"Kami sudah siap untuk mementaskannya, meskipun tanpa bantuan pemerintah," kata Atilah, istri taipan Edward Soeryadjaya, di Jakarta, hari ini. Atilah menjadi penggagas, penulis naskah, sekaligus sutradara pementasan ini.
Matah Ati adalah sebuah sendratari yang mengangkat perjalanan cinta dan perjuangan Rubiyah, orang desa yang kemudian menjadi pemimpin prajurit perempuan Jawa di abad ke-18. Raden Mas Said alias Pangeran Sambernyawa kemudian menyunting Rubiyah, yang lalu berganti nama menjadi Raden Ayu Kusuma Matah Ati.
Baca Juga:
Atilah menggarap naskah pertunjukan ini selama dua tahun. Dia melakukan studi mendalam melalui riset kepustakaan, tapak tilas dan wawancara langsung sejumlah sumber. Meski demikian, literatur mengenai Rubiyah sangatlah minim, sehingga Atilah mengolah lebih lanjut bahan yang ada agar bisa menyusun adegan per adegan dalam sebuah bingkai cerita yang lengkap.

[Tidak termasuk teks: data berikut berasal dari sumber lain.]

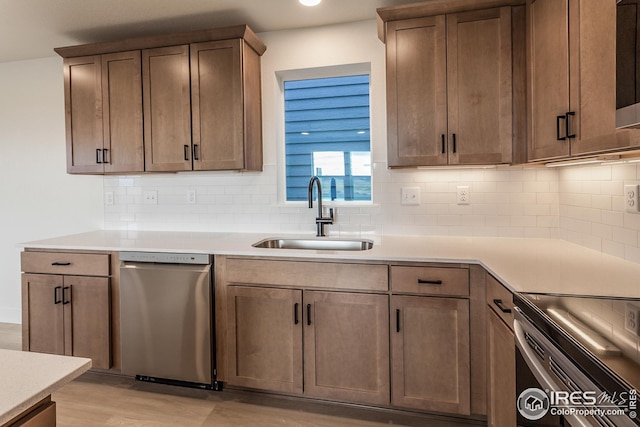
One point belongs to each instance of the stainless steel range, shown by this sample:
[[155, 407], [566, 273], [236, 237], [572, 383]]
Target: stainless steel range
[[577, 360]]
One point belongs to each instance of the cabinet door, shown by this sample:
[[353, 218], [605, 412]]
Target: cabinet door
[[416, 92], [42, 312], [430, 354], [479, 81], [122, 107], [167, 109], [265, 338], [87, 320], [83, 114], [346, 348], [548, 53], [501, 384], [217, 100]]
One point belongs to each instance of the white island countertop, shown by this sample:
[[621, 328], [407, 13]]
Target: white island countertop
[[522, 264], [26, 378]]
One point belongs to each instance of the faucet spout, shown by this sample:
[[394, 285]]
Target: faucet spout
[[320, 219]]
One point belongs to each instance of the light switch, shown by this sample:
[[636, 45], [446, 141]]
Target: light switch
[[410, 195]]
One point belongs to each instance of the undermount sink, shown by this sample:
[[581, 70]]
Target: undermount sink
[[316, 244]]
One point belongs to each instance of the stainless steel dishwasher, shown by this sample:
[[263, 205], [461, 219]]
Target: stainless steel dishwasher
[[166, 318]]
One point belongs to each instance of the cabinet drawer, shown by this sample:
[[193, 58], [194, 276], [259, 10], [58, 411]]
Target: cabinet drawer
[[65, 263], [369, 277], [500, 300], [430, 280]]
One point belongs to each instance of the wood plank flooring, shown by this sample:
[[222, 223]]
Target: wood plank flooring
[[97, 399]]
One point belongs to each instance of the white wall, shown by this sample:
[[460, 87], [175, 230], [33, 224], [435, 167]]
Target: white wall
[[592, 209], [38, 199]]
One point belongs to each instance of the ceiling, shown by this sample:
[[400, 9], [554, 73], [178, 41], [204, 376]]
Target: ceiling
[[32, 28]]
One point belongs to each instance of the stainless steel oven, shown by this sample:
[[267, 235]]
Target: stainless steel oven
[[565, 364]]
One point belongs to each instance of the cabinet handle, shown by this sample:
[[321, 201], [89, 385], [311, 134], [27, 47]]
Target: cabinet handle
[[566, 124], [500, 305], [66, 301], [429, 282], [558, 137]]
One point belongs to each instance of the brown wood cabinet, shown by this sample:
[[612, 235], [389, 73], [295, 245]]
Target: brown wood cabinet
[[501, 363], [265, 343], [202, 103], [341, 361], [449, 88], [167, 109], [430, 339], [430, 354], [282, 335], [571, 52], [42, 414], [66, 313], [103, 98]]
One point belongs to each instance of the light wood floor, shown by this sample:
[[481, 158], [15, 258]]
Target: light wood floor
[[97, 399]]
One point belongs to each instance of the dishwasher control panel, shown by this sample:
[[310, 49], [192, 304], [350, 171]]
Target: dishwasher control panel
[[165, 257]]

Penari utama pertunjukan ini adalah Fajar Satriadi dan Rambat Yulianingsih. Keduanya pernah menari berpasangan dalam Opera Diponegoro karya Sardono W. Kusumo. Pentas Matah Ati melibatkan 95 penari dan pengrawit serta kurang lebih 125 pekerja seni profesional dari Institut Seni Indonesia Surakarta. Atilah juga menggandeng beberapa seniman senior, seperti Blacius Subono, Elly D. Luthan dan Sulistyo Tirtokusumo. Adapun koreaografi tarinya dirancang oleh Eko Supendi, Nuryanto, dan Daryono, dengan memanfaatkan sepenuhnya seni tari tradisional Jawa Surakarta untuk menunjukkan teknik tari asli Mangkunegaran.

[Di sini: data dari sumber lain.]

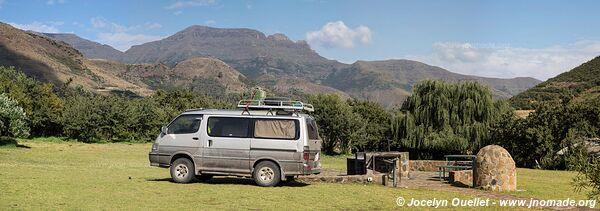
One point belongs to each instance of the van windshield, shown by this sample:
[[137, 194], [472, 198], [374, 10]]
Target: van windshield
[[313, 133]]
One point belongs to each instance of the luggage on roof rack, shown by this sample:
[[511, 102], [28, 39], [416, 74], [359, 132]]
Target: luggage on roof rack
[[275, 104]]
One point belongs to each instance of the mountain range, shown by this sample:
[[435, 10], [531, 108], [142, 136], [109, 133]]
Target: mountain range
[[225, 61], [582, 83]]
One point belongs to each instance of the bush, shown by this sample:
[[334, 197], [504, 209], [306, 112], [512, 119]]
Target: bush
[[588, 177], [42, 105], [338, 125], [534, 141], [13, 121], [441, 118]]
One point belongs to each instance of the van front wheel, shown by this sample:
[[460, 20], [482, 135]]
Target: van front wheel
[[182, 170], [267, 174]]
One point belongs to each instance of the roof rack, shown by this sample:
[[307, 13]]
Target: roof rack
[[287, 105]]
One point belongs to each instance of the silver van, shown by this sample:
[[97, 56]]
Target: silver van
[[270, 146]]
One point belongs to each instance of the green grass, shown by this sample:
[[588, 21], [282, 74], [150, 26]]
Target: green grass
[[70, 175], [546, 184], [337, 162]]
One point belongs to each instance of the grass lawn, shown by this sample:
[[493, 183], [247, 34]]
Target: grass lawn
[[68, 175], [546, 184]]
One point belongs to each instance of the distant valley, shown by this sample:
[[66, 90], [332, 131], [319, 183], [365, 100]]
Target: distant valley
[[223, 61]]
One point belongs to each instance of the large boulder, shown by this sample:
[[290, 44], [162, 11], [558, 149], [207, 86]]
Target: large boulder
[[495, 169]]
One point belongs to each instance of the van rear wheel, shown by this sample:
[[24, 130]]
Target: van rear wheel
[[204, 177], [182, 170], [267, 174]]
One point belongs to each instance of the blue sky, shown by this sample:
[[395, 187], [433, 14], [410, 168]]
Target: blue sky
[[488, 38]]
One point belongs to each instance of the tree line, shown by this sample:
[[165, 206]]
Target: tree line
[[437, 119]]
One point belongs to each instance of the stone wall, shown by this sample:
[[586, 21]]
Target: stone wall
[[425, 165], [463, 177]]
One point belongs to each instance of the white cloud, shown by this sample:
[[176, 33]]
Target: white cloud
[[151, 26], [123, 41], [122, 37], [507, 62], [98, 22], [53, 2], [210, 22], [191, 3], [46, 27], [338, 35]]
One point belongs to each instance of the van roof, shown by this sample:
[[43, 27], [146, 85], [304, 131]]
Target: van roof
[[239, 112]]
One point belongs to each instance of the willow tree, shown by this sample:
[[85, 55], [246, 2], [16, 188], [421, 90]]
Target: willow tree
[[443, 118]]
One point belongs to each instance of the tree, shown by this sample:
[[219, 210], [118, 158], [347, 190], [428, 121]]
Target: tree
[[338, 125], [374, 126], [440, 118], [13, 121], [37, 99]]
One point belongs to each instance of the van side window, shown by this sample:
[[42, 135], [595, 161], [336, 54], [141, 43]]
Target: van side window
[[185, 124], [313, 133], [276, 129], [228, 127]]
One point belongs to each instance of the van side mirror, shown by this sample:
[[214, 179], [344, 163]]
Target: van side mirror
[[163, 130]]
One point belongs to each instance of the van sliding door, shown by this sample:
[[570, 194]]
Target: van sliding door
[[227, 145], [278, 139]]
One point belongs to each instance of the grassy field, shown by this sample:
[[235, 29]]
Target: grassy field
[[67, 175]]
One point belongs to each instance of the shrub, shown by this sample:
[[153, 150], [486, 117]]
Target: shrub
[[37, 99], [13, 121], [440, 118]]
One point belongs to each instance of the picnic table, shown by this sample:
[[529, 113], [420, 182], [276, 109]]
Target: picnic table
[[456, 162]]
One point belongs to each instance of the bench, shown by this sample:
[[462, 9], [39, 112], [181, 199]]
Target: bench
[[454, 163]]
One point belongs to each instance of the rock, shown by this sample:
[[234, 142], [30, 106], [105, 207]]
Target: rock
[[495, 169]]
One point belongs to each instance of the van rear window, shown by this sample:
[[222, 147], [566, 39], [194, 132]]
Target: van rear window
[[228, 127], [276, 128], [313, 133]]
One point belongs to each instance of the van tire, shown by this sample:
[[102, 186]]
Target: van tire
[[267, 174], [182, 170], [204, 177], [288, 179]]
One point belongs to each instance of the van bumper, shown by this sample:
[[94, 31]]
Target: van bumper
[[308, 171], [154, 159]]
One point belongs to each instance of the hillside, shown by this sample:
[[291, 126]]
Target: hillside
[[248, 51], [581, 83], [56, 62], [200, 74], [246, 57], [89, 49], [389, 82]]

Adapun Jay Subyakto merancang sebuah panggung khusus dengan kemiringan 15 derajat, yang memungkinkan penonton melihat penuh konfigurasi tari. "Kami sudah mengapalkan panggung itu ke Singapura untuk dipasang di sana," kata Jay. Sebentar lagi, seni tradisi Surakarta itu akan hadir di panggung dunia.